Railroad Radio Communications

Railroad Radio Communications

 

a system of communications used on railroads in operational control over train traffic, in station operations, in repair of track and power systems, and so on. Railroad radio communications use regional (or local) radio stations and on USSR railroads were first used at the end of the 1940’s. A distinction is made between train radio communications and switching or station radio communications. Train radio communications enable the dispatcher or individual on duty at the station to hold conversations with the locomotive engineer and also enable locomotive engineers to talk with each other. In station or switching radio communications, the switching dispatcher (the individual on duty at the station, the foreman of the switching work) can talk with engineers on switching locomotives; the personnel in the technical office can obtain information from car checkers; and personnel at technical inspection points can contact car inspectors. Train radio communications operate in the hectometer wave band in a simplex model on a single operating frequency of 2130 kilohertz. The locomotive transceiver is mounted in the locomotive cab, and stationary sets are mounted in the office of the person on duty at the station.

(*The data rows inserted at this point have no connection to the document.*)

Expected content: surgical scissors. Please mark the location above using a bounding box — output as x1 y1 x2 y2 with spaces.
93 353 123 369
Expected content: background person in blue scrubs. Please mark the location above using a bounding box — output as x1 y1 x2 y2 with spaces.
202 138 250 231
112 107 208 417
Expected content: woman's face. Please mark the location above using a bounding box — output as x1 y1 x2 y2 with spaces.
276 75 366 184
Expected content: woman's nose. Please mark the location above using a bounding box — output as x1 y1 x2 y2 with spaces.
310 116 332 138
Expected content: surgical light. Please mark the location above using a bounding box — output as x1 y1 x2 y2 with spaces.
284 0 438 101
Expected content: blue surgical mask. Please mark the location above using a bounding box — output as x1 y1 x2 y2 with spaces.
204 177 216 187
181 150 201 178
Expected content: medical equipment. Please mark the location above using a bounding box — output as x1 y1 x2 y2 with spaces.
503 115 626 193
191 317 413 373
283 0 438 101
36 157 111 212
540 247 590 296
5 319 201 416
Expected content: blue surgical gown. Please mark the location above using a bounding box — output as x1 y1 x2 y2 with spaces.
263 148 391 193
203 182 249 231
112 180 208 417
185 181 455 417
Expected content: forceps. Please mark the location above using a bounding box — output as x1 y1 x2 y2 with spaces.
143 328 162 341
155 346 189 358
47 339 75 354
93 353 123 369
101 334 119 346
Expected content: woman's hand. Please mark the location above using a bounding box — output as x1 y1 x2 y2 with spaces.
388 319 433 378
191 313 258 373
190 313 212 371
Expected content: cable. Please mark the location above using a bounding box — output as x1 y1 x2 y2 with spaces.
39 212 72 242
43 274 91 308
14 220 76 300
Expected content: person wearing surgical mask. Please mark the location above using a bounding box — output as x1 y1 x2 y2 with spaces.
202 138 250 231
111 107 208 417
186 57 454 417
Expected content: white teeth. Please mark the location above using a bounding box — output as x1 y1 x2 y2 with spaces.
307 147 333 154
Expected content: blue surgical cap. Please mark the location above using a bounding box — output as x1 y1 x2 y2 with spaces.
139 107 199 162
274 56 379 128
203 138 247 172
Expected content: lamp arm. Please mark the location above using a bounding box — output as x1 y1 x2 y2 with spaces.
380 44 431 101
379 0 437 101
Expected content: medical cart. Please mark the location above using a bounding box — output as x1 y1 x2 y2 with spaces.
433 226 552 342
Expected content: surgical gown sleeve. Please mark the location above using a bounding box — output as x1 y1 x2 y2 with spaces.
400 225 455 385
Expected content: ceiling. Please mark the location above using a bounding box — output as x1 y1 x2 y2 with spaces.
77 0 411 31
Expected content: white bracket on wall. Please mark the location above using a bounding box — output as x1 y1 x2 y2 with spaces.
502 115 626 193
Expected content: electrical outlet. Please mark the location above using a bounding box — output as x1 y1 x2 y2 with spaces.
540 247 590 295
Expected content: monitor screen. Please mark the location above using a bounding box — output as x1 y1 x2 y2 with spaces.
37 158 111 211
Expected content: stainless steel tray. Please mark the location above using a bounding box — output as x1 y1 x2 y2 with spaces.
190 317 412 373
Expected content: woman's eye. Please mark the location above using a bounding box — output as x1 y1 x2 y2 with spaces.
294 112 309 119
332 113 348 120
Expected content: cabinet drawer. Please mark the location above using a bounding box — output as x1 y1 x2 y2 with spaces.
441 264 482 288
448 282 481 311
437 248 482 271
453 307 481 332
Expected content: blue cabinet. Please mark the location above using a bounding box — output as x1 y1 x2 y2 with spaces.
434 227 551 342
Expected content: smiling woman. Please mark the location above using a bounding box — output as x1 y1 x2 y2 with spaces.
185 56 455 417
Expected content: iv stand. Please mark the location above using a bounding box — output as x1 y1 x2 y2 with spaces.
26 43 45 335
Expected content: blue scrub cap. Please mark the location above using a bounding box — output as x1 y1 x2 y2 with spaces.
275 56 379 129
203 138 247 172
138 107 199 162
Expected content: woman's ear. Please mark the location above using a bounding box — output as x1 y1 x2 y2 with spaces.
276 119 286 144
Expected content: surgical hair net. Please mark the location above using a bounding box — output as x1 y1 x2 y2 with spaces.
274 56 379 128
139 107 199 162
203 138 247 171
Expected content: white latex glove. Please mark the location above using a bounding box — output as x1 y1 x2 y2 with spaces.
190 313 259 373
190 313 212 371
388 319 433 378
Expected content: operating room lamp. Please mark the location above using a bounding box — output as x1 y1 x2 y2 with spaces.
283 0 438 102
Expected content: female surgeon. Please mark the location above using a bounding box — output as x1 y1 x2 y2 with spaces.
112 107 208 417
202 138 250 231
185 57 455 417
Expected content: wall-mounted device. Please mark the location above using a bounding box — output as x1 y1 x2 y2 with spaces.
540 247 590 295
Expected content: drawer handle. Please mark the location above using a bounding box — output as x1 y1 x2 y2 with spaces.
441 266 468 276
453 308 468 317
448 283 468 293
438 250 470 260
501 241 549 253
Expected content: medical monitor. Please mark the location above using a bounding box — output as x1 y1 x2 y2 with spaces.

Station radio communications operate in the ultrashort-wave range at frequencies of 150 to 155 megahertz in simplex mode. Through a single stationary radio station the director of station operations maintains communications with several engineers of locomotives equipped with locomotive transceivers that can be contacted by an individual selector or group system. The individual on duty in the technical office contacts car checkers walking the length of trains. A stationary radio set is installed in the office premises, and the car checkers use portable sets. Railroad radio communications help increase traffic safety. All large stations have station radio communications, and about 60,000 km of the railroads in the USSR (1970) are equipped with train communications facilities.